Because each square covered around 6° of visual angle and the amplitude of pupillary light reflexes within the region of 15° of visual angle is greatest at the center region which is of about 6° (Mizukawa 2009), we excluded those trials in which (159 out of 754 trials) a black square appeared at central fixation and computed mean pupillary changes in the forced fixation (mean pupillary change = −.213; SD = .43) and free viewing (mean pupillary change = −.287; SD = .43) and conducted a repeated-measures 2 × 3 ANOVA with Condition (forced fixation and free viewing) and Sequence (same, shuffled or novel) as within-subject factors on pupillary changes in the rest of the trials (N = 595). This analysis did not reveal any significant effects of Condition, F(1, 23) = 0.898, p = .353 or Sequence, F(2, 22) = 2.868, p = .079 on pupillary changes. There was no significant interaction of Condition * Sequence, F(2, 22) = 2.276, p = .126. Therefore, we found no evidence that forcing fixations taxed either working memory or attention more than moving the eyes freely.

Discussion and conclusions

In the current study, visuospatial long-term memory for checkerboard-like patterns was facilitated through the enactment of the similar sequences of eye movements as indicated by recognition accuracy and faster response times in the ‘same’ sequence only in the free viewing but not in the forced fixation condition.
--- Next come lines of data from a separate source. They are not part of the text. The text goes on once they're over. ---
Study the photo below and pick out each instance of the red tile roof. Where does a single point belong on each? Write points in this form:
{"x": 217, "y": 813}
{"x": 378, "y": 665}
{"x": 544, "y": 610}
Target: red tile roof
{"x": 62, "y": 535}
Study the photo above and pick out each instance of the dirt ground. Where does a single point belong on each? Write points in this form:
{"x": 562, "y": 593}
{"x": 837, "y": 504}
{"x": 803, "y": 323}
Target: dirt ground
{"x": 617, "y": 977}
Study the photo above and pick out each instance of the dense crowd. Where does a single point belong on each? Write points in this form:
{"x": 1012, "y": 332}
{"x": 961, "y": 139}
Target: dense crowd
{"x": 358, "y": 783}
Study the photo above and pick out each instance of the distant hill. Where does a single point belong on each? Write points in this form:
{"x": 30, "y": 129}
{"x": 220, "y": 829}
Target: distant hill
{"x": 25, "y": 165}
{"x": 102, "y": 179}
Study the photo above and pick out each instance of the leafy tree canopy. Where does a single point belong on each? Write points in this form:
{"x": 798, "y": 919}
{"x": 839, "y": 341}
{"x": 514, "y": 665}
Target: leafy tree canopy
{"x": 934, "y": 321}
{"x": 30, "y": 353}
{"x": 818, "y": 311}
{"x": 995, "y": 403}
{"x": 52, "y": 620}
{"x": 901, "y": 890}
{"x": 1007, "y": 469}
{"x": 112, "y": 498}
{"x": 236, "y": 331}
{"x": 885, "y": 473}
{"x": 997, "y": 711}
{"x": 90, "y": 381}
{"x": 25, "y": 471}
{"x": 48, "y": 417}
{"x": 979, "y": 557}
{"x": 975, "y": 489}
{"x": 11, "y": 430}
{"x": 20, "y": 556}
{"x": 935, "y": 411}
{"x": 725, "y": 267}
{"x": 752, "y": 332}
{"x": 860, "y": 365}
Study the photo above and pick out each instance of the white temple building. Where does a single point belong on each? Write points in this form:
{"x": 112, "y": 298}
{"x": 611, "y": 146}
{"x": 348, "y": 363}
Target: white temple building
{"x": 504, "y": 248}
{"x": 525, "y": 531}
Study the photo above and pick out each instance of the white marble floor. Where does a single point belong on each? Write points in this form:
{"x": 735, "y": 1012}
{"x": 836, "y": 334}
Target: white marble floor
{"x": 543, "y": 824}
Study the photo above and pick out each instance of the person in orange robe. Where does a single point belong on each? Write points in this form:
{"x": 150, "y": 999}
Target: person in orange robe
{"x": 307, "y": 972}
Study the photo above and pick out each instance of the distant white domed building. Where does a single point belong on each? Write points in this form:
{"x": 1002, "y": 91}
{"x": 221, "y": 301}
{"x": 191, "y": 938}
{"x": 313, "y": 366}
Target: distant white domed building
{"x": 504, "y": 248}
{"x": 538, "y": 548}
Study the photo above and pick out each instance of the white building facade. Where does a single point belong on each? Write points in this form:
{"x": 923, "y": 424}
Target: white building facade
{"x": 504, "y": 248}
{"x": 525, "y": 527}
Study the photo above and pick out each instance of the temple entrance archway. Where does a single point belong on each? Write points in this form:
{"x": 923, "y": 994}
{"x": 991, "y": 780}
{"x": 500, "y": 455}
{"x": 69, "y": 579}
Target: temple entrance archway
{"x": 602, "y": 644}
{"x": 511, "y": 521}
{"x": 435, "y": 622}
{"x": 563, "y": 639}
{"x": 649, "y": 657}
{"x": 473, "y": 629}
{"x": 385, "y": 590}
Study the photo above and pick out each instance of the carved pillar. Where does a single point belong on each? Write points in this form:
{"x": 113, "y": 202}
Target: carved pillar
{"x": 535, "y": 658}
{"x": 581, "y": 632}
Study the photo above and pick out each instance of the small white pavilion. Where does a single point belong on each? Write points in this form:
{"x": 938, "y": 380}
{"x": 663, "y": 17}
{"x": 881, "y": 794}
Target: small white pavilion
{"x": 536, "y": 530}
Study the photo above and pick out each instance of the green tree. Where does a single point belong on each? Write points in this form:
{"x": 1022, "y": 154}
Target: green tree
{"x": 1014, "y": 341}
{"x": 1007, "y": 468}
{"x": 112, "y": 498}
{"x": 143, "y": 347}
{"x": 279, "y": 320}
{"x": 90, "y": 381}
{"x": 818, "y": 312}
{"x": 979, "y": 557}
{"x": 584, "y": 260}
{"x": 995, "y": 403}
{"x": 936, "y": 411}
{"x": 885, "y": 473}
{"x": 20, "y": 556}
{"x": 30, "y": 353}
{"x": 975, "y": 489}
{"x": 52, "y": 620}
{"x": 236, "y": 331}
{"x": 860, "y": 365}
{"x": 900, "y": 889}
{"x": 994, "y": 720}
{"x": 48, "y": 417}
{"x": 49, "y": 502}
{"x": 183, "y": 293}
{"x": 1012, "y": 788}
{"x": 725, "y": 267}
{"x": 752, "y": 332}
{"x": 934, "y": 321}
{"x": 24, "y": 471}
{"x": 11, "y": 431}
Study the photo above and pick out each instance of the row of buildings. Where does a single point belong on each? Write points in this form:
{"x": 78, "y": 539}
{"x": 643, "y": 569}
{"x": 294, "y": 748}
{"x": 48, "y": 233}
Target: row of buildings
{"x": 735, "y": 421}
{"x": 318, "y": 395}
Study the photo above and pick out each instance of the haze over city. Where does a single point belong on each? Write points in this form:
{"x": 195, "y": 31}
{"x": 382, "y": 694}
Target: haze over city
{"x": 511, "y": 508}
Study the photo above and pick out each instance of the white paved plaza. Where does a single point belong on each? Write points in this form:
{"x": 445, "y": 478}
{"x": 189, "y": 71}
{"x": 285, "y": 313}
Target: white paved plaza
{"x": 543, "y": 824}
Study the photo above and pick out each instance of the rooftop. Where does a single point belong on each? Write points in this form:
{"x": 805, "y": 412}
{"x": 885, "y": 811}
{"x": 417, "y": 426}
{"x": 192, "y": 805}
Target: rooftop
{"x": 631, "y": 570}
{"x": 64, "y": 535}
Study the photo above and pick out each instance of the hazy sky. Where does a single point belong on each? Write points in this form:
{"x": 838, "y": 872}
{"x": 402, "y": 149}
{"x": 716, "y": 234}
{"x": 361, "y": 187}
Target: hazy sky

This supports the hypothesis about a functional role of eye movements in visual memory (Laeng and Teodorescu 2002) and is consistent with the studies that pointed to the important role of re-fixations into the original locations from encoding (e.g., Foulsham and Kingstone 2012; Holm and Mäntylä 2007; Johansson et al. 2012; Johansson and Johansson 2014; Laeng et al. 2014; Mäntylä and Holm 2006; Valuch et al. 2013). These findings also support Hebb’s (1968) account that was at the foundations of the scanpath theory (Noton and Stark 1971a, b). Importantly, the current study investigated the space-time aspect of the eye movements’ involvement in visual memory, which has been disregarded in previous studies (e.g., Brandt and Stark 1997; Laeng and Teodorescu 2002). In conclusion, not just re-fixations to the original locations but also the temporal sequences of the eye movements do play a crucial role in long-term visuospatial memory.